Son günlerde Orta Doğu'daki gerginlik, İsrail'in İran'a yönelik gerçekleştirdiği saldırıyla yeni bir boyut kazandı. Bölgedeki güç dengeleri üzerinde önemli etkileri olacak bu olay, uluslararası ilişkilerde de sarsıcı sonuçlar doğurabilir. Herkesin merak ettiği soru ise Tahran’ın Tel Aviv’e karşı nasıl bir yanıt vereceği. Bu yazımızda, Tahran'ın olası yanıtlarını 5 farklı senaryoda ele alacağız.
İlk senaryo, İran’ın doğrudan askeri bir yanıt vermesi üzerine şekilleniyor. Bu durumda, Tahran’ın yanı sıra, destekleyici unsurlar olan milis grupları da devreye girebilir. Bazı uzmanlar, bu tür bir askeri misillemenin, özellikle bölgedeki ayrılıkçı grupları—örneğin Lübnan merkezli Hizbullah ve Yemen'deki Husiler—aktifleştirebileceğini belirtiyor. Bu gruplar, hem savaş yeteneklerini göstermek hem de İran’a destek vermek amacıyla İsrail hedeflerine yönelik saldırılar düzenleyebilir.

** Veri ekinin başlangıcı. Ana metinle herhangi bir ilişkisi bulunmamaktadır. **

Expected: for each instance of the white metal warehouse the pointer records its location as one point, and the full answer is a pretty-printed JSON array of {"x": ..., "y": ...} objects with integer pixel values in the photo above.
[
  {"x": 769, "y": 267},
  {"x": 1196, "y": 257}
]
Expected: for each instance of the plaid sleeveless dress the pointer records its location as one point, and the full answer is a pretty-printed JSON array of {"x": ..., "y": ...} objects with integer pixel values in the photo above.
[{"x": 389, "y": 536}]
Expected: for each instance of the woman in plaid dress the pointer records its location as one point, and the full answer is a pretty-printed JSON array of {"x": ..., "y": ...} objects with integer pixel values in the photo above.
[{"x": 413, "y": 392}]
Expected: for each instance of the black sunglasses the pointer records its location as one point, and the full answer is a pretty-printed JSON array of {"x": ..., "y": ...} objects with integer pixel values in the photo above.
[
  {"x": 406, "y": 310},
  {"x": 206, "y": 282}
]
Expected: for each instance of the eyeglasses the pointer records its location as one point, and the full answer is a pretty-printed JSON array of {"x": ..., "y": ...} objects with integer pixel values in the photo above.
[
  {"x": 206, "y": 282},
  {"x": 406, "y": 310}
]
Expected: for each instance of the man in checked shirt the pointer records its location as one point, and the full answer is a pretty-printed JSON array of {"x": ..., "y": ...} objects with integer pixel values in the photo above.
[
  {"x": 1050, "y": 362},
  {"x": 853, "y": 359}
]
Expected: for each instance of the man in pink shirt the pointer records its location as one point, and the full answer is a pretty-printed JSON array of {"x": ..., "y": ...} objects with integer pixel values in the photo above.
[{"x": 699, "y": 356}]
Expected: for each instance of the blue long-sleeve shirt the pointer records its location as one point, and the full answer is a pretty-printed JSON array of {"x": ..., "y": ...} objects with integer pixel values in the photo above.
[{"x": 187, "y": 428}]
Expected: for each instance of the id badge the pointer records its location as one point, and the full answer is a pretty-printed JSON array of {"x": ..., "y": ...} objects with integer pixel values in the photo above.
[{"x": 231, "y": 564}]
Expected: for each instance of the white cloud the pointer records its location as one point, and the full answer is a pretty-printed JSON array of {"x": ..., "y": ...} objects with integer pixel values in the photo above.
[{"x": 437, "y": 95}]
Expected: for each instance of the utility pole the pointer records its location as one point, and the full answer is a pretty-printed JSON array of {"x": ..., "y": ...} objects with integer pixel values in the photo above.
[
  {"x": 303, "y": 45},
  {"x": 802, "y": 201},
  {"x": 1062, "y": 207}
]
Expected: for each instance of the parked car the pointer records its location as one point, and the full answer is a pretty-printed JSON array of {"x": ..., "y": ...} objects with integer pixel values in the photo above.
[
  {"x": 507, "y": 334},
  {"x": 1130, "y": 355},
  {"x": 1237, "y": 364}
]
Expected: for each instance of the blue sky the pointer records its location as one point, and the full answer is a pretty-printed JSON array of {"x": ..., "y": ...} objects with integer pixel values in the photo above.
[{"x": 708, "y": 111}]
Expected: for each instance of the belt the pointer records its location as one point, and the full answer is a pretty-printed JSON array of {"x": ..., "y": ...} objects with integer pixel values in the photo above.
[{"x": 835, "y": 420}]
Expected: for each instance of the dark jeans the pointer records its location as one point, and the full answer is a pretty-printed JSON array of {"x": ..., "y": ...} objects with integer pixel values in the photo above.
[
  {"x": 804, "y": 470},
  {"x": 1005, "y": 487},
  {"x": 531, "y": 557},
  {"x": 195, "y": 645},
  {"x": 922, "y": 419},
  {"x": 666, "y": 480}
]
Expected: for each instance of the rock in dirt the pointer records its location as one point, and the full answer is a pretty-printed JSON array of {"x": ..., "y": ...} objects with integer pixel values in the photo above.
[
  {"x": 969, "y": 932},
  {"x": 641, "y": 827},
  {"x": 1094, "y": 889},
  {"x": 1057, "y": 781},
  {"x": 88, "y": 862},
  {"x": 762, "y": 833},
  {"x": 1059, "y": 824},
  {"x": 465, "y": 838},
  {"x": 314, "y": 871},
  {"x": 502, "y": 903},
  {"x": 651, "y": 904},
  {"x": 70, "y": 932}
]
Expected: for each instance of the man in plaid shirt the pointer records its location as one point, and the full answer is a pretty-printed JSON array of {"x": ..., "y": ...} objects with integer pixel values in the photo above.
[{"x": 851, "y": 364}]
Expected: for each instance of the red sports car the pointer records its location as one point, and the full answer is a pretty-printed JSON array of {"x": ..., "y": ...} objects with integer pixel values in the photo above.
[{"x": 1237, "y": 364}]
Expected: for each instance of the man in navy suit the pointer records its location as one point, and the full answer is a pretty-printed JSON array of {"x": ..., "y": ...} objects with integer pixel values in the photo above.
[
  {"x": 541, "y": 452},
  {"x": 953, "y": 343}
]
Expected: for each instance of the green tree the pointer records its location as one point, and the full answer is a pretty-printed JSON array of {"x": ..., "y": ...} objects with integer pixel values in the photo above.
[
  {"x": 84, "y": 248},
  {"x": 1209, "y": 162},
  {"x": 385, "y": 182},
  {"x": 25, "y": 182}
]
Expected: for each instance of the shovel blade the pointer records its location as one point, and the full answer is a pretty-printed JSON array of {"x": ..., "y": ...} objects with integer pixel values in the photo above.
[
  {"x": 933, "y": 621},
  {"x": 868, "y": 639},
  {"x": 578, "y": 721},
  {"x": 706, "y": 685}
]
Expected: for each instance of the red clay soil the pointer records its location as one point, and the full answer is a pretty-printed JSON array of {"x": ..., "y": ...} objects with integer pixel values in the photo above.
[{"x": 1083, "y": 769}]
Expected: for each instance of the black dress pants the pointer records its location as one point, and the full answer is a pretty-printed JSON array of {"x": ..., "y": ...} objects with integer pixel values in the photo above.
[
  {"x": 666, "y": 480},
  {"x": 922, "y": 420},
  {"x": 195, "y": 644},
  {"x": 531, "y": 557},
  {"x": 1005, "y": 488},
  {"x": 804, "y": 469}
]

Diğer bir senaryo ise İran’ın uluslararası platformda destek arama çabasıdır. İran, yaşanan bu saldırıyı uluslararası hukukun ihlali olarak nitelendirip Birleşmiş Milletler gibi uluslararası kuruluşlara başvurabilir. Bu süreçte, İran hükümeti, özellikle Batılı ülkelerle olan ilişkilerini kullanarak, kendisine destek sağlayabilecek ülkeleri devreye sokmaya çalışabilir. İran’ın bu yöntemi, olası bir askeri misillemenin önüne geçebilir veya en azından Tel Aviv üzerindeki baskıyı artırmak adına önemli bir strateji haline gelebilir.
İran’ın bir diğer olası tepkisi, istihbarat faaliyetlerini güçlendirmek ve düşmanlarının hareketlerini izlemek olabilir. Bu durumda, İran, düşmanlarının zayıf noktalarını tespit etmek için siber saldırıları artırabilir veya kendi savunma kapasitesini yükseltmek adına yeni teknolojiler geliştirmeye yönelebilir. Tahran, bu tür istihbarat operasyonları ile bölgedeki diğer aktörlere gözdağı vermeyi hedefleyebilir. Özetlemek gerekirse, bu senaryo, İran'ın doğrudan bir askeri yanıt vermek yerine daha derin stratejik hazırlıklara yönelmesini ön görmekte.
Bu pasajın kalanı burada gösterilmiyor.